Ever tried to look in the documents saved by Libre Office or MS Office? They all use XML now. The ODT document with only two words in it has at the start of the content.xml inside of ODT this beauty:

    <?xml version="1.0" encoding="UTF-8"?>
    <office:document-content
    (...)
    xmlns:xlink="http://www.w3.org/1999/xlink" 
    xmlns:dc="http://purl.org/dc/elements/1.1/" 
    xmlns:math="http://www.w3.org/1998/Math/MathML" 
    xmlns:ooo="http://openoffice.org/2004/office" 
    xmlns:ooow="http://openoffice.org/2004/writer" 
    xmlns:oooc="http://openoffice.org/2004/calc" 
    xmlns:dom="http://www.w3.org/2001/xml-events" 
    xmlns:xforms="http://www.w3.org/2002/xforms" 
    xmlns:xsd="http://www.w3.org/2001/XMLSchema" 
    xmlns:xsi="http://www.w3.org/2001/XMLSchema-instance" 
    xmlns:rpt="http://openoffice.org/2005/report" 
    xmlns:xhtml="http://www.w3.org/1999/xhtml" 
    xmlns:grddl="http://www.w3.org/2003/g/data-view#" 
    xmlns:officeooo="http://openoffice.org/2009/office" 
    xmlns:tableooo="http://openoffice.org/2009/table" 
    xmlns:drawooo="http://openoffice.org/2010/draw"

It's not Microsoft specific bug that ate some brains.

yuhong · on March 31, 2014

These are namespace directives, not references to external DTDs.

acqq · on March 31, 2014

The problem is, whenever you have some link anywhere and it is assumed that it should be refreshed sometimes, how can you know that you shouldn't load the more current version?

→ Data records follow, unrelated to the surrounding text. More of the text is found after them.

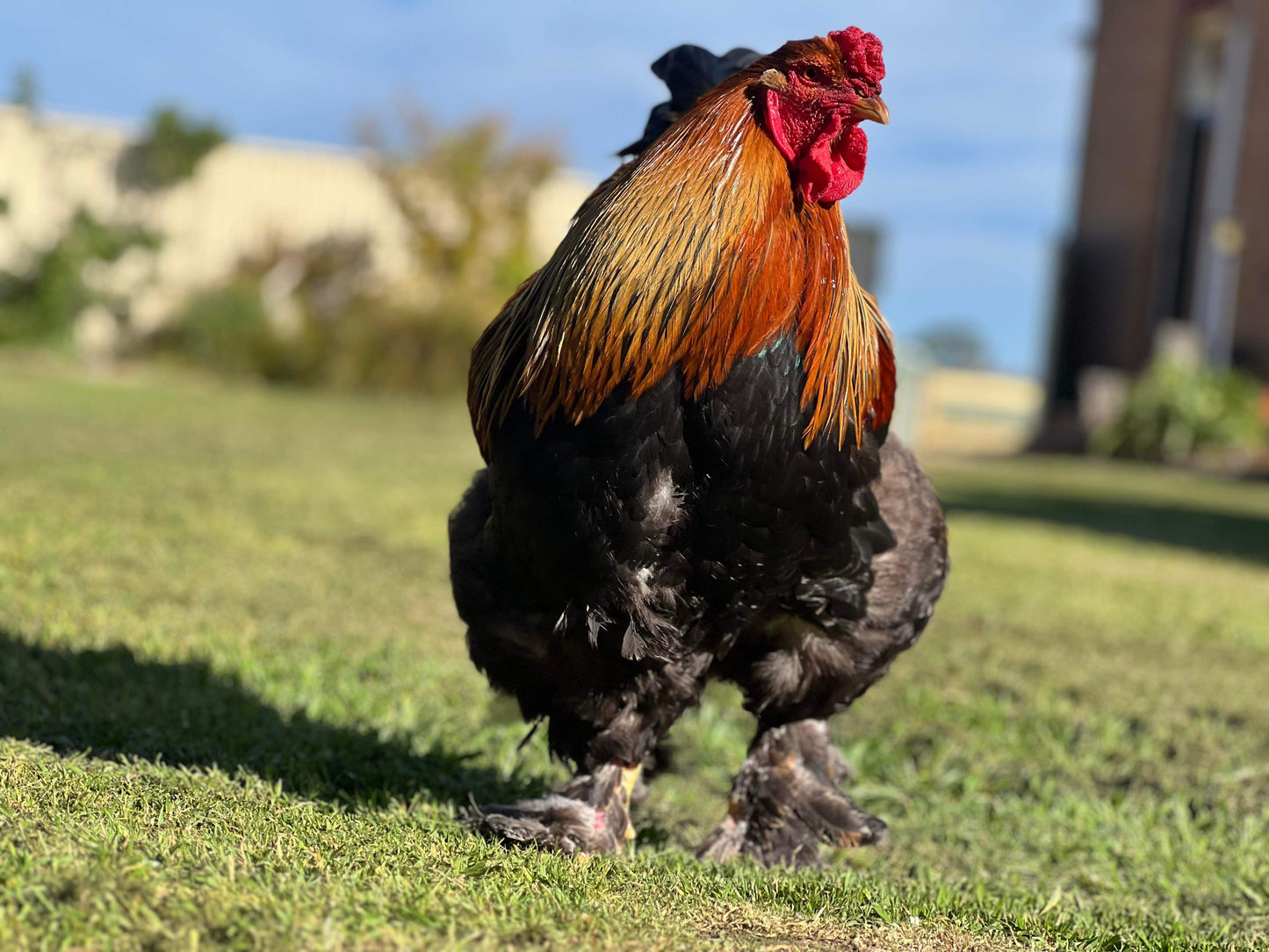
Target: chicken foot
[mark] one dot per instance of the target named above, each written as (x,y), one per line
(589,814)
(786,803)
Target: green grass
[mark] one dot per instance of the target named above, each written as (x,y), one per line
(235,707)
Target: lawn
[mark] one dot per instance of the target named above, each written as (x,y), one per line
(236,711)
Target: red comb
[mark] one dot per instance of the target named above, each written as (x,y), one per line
(861,52)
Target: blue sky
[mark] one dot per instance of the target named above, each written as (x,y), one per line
(974,179)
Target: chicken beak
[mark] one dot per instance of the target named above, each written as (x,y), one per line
(872,108)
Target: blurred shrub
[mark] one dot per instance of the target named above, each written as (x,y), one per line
(42,302)
(1179,409)
(311,318)
(316,316)
(168,151)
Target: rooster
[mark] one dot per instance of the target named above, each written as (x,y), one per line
(684,423)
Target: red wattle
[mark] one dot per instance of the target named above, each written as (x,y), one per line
(833,165)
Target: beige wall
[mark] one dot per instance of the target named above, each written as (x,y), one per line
(240,198)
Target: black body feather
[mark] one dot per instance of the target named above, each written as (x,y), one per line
(608,569)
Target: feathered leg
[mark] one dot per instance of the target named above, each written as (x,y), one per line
(607,724)
(786,803)
(796,673)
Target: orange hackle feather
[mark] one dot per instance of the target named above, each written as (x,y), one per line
(696,256)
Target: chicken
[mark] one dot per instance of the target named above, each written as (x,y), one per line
(684,418)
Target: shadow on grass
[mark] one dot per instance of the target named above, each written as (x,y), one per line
(1202,530)
(108,702)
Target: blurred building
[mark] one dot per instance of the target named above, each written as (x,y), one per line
(244,197)
(1172,225)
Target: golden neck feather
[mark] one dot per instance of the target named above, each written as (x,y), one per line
(697,254)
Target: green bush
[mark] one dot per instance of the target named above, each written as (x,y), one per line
(365,345)
(1178,409)
(40,304)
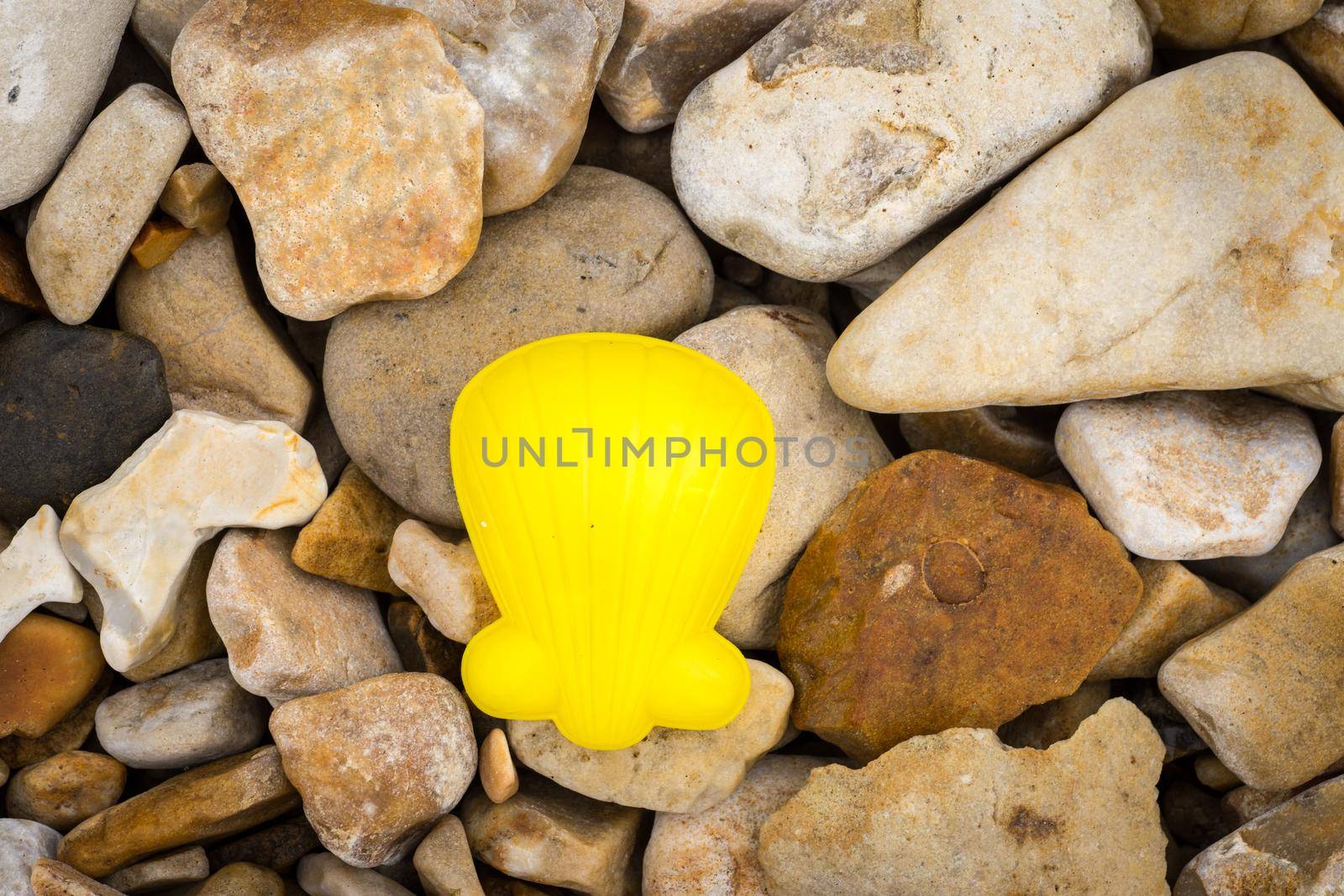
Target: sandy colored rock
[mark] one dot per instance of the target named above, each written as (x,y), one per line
(534,66)
(671,770)
(134,535)
(34,571)
(1175,607)
(378,762)
(161,872)
(94,208)
(714,852)
(289,633)
(444,578)
(183,719)
(47,667)
(1294,848)
(1186,476)
(1005,436)
(351,533)
(958,813)
(156,242)
(600,251)
(665,49)
(354,147)
(1089,259)
(57,60)
(66,789)
(221,354)
(1254,687)
(198,195)
(57,879)
(781,352)
(553,836)
(212,801)
(858,123)
(1210,24)
(948,591)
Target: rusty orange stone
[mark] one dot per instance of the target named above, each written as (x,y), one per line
(942,593)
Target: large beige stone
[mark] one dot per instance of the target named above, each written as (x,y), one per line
(824,448)
(714,852)
(1183,239)
(289,633)
(960,813)
(667,47)
(1260,689)
(219,352)
(671,770)
(857,123)
(105,191)
(533,65)
(134,535)
(601,251)
(353,144)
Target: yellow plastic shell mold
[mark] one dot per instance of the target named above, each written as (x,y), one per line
(613,486)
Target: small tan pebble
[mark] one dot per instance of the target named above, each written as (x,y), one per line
(351,535)
(158,241)
(66,789)
(444,578)
(198,196)
(1214,774)
(499,777)
(57,879)
(181,867)
(444,862)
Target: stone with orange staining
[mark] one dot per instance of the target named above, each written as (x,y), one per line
(948,591)
(134,535)
(354,145)
(1189,237)
(47,667)
(1186,476)
(960,813)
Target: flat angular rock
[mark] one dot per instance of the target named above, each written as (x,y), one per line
(134,535)
(781,352)
(292,634)
(1211,24)
(57,60)
(104,194)
(47,667)
(74,403)
(219,352)
(714,852)
(857,123)
(183,719)
(533,65)
(961,813)
(600,251)
(671,770)
(351,535)
(1184,476)
(665,49)
(208,802)
(1117,288)
(1254,687)
(948,591)
(378,762)
(444,578)
(351,141)
(1175,607)
(1294,848)
(34,571)
(66,789)
(553,836)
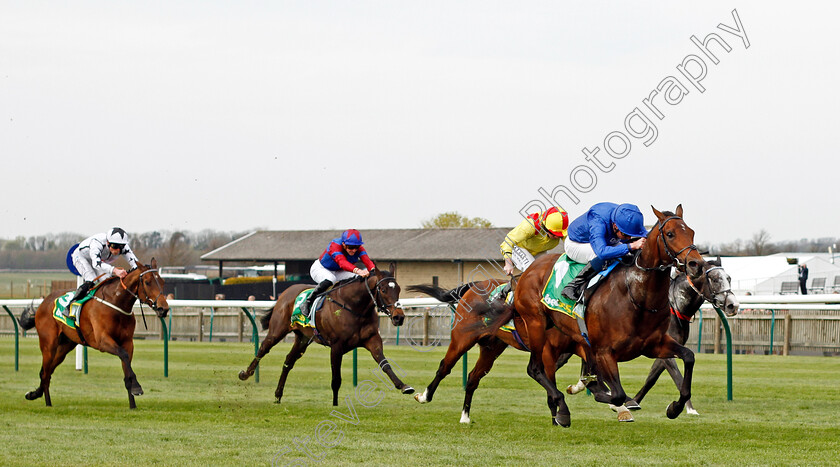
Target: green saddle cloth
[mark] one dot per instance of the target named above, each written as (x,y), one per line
(62,302)
(297,316)
(565,269)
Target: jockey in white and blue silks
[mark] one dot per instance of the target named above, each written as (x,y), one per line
(94,256)
(607,231)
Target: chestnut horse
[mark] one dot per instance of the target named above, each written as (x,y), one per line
(492,342)
(348,319)
(106,323)
(626,317)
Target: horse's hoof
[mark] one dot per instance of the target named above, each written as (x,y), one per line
(564,420)
(625,417)
(632,405)
(673,411)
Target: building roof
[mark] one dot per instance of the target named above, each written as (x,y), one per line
(381,244)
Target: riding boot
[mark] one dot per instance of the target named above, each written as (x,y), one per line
(574,289)
(321,288)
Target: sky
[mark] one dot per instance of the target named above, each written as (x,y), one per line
(281,115)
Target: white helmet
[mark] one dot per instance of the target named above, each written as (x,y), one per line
(117,236)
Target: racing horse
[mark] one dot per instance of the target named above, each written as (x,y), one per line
(626,316)
(492,342)
(106,323)
(347,320)
(685,298)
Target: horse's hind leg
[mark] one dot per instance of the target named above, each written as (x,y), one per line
(458,346)
(274,336)
(489,354)
(298,348)
(53,355)
(374,346)
(108,345)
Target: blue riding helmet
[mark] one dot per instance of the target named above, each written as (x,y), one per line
(629,220)
(352,237)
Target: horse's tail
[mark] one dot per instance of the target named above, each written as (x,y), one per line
(27,318)
(266,318)
(443,295)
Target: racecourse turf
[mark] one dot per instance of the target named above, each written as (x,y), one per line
(784,412)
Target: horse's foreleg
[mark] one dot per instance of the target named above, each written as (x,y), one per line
(487,356)
(608,370)
(459,344)
(374,346)
(536,370)
(671,365)
(687,356)
(298,348)
(656,369)
(270,341)
(336,354)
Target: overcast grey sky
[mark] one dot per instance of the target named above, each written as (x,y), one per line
(332,115)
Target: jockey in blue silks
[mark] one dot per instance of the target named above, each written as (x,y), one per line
(605,232)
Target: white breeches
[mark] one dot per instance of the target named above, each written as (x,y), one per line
(319,273)
(580,252)
(88,272)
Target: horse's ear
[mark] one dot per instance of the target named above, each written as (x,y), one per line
(658,214)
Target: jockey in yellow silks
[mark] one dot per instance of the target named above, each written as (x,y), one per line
(538,232)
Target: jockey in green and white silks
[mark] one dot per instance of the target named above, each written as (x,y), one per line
(95,254)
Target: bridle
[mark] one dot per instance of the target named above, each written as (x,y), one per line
(675,261)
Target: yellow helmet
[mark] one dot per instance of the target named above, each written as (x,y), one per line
(556,221)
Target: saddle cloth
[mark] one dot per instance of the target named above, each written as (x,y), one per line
(306,320)
(70,318)
(565,270)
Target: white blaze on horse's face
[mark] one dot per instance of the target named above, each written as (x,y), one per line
(721,289)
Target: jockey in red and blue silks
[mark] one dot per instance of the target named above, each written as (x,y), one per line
(338,262)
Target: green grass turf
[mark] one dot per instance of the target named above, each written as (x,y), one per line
(784,412)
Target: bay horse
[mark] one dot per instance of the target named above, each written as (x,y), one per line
(347,320)
(626,316)
(492,342)
(685,298)
(105,323)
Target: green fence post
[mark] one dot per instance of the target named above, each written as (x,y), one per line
(17,342)
(355,367)
(212,313)
(256,337)
(165,347)
(728,353)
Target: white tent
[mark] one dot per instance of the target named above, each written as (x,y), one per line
(763,275)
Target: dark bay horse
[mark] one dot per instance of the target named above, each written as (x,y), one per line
(106,324)
(492,342)
(348,319)
(627,316)
(685,298)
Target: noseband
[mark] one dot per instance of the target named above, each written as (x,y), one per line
(670,251)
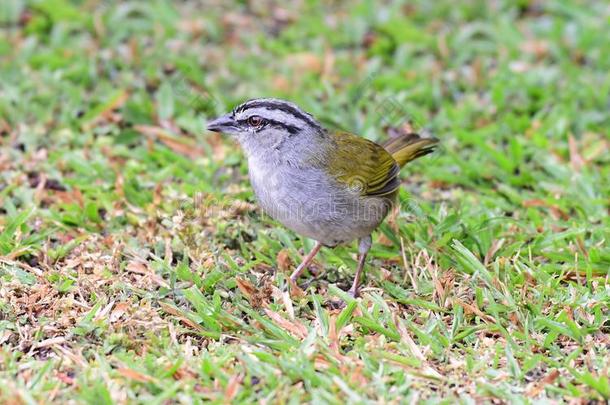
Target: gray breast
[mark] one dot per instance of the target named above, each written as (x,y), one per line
(308,202)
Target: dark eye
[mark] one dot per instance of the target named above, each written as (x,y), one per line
(255,121)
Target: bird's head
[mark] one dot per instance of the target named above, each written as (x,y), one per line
(268,125)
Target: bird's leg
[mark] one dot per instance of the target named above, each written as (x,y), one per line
(364,245)
(295,275)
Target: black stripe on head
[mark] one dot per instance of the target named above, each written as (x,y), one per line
(284,106)
(293,129)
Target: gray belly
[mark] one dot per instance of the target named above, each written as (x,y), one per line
(309,203)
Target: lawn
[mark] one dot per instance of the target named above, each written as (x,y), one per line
(136,267)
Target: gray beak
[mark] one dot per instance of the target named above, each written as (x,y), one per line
(222,124)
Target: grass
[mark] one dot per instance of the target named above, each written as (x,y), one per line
(136,267)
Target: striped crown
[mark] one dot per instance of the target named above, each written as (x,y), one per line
(277,113)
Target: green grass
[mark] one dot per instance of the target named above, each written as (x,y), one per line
(136,267)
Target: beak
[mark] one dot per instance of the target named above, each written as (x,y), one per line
(222,124)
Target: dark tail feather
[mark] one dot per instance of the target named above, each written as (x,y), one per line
(408,147)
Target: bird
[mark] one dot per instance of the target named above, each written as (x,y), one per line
(328,185)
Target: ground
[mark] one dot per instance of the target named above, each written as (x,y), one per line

If you write something like a DLL or library why not leave it to the expert: let the IE try to fetch it, and if it already fetched, it will return it from its own cache! Brilliant, problem solved! Except when that happens from 144 instances all the time and IE needs some windows creations at the start which is what Bruce seems to manage to trigger.

shawnz · on April 1, 2014

To expand on what the parent commenter was saying: namespace directives aren't meant to be accessed; they are just used as a unique identifier.

acqq · on April 1, 2014

Yes. I'm old enough to remember the times though when even some of the creators of the standard still thought otherwise:

https://web.archive.org/web/20060613090946/http://textuality...

"Given that namespaces have definitive material, and that such definitive material is typically available on the Web, and that namespace names may be "http:"-class URIs, it is a grievous waste of potential if it is not possible to use the namespace name in retrieving the definitive material."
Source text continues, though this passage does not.